South Carolina • Thinking of selling

Worried your South Carolina building's problems will trap you — should you sell now?

When a South Carolina owner senses their building is in decline — rising assessments, an insurance scramble, a lawsuit — the instinct to get out is rational. But selling a troubled condo has its own traps, and the first step is seeing the building the way a buyer's lender will.

The short answer

Special assessments, insurance trouble, litigation, or lender 'ineligible' status can make a South Carolina condo hard to sell — often to cash buyers and investors only. Only a rental-to-condo conversion triggers an engineer condition report (§ 27-31-430); otherwise request all documents proactively. CondoSignal reads your building's documents to show what a buyer will see and whether selling now is the right move. Free.

South Carolina at a glance

Resale disclosure

Buyer cancellation

None — South Carolina has no broad condo resale rescission or mandatory disclosure packet

Super-lien

None

None — the association lien is junior to mortgages and tax liens

Insurance market

Backstop exists

Rising premiums and coastal coverage strain

Top climate risk

Coastal hurricane / wind / hail

Storm surge & sea-level rise, Tornado (inland)

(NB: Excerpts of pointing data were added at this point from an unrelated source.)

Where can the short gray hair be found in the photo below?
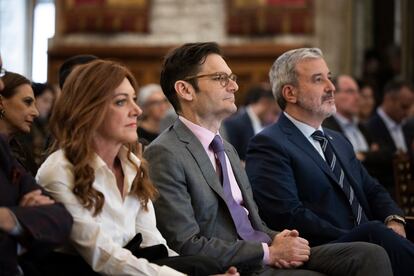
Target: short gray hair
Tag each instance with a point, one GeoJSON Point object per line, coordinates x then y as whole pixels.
{"type": "Point", "coordinates": [283, 70]}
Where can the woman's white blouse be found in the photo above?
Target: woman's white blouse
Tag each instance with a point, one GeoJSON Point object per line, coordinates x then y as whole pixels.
{"type": "Point", "coordinates": [100, 239]}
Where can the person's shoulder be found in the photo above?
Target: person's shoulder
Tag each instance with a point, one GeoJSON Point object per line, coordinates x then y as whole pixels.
{"type": "Point", "coordinates": [56, 167]}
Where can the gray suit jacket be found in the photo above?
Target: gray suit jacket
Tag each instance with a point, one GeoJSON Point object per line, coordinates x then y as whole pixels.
{"type": "Point", "coordinates": [191, 211]}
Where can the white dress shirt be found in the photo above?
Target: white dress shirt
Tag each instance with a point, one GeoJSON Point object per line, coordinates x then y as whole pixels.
{"type": "Point", "coordinates": [307, 131]}
{"type": "Point", "coordinates": [394, 129]}
{"type": "Point", "coordinates": [257, 125]}
{"type": "Point", "coordinates": [100, 239]}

What makes a condo hard to sell

Four things scare buyers and their lenders: a pending or recent special assessment, a master-insurance problem, active litigation, and a building on Fannie Mae's or Freddie Mac's 'ineligible' list. In South Carolina, coastal hurricane, wind, and hail (Charleston, Hilton Head, Myrtle Beach) — older wood-frame coastal condos are being forced into the Beach Plan, with 2–5% wind/hail deductibles adds to the pressure. Any one of these can shrink your buyer pool to cash and investors.

What you'll have to disclose in South Carolina

Only a rental-to-condo conversion triggers an engineer condition report (§ 27-31-430); otherwise request all documents proactively. Buyers here also get a cancellation window (none — south carolina has no broad condo resale rescission or mandatory disclosure packet), so a hidden problem tends to surface and unwind the deal. Trying to sell around a known assessment or lawsuit usually backfires.

How the lien and insurance picture affects your sale

South Carolina is not a super-lien state (§ 27-31-210); a mortgage foreclosure wipes out pre-foreclosure dues. A master hazard policy is required (§ 27-31-240); high deductibles are often passed to owners or covered by special assessment. If the building is genuinely distressed, a realtor experienced with these sales — or an investor/cash buyer — may be the faster path.

Your rights in South Carolina

As a South Carolina seller you generally must disclose assessments and known problems, typically through the association's resale documents, and buyers get a cancellation window. None of this is legal advice — confirm against the current statute and a licensed professional in your state.

What to check

  • Identify any pending or recent special assessment.
  • Check the master policy for non-renewal or a high deductible.
  • Find out whether the building is on a lender 'ineligible' list.
  • Check for active litigation involving the association.
  • Get the resale documents and see what a buyer will.
  • Decide whether to sell before the next assessment or renewal.

Sources

Educational only — not legal, financial, or engineering advice. Confirm against the current statute and, where it matters, a South Carolina-licensed professional.

FAQ

Frequently asked questions

Not sure what your documents are really telling you?

Get a free CondoSignal review of your situation — we read the paperwork against your state's rules and tell you what to do next. No cost, no obligation.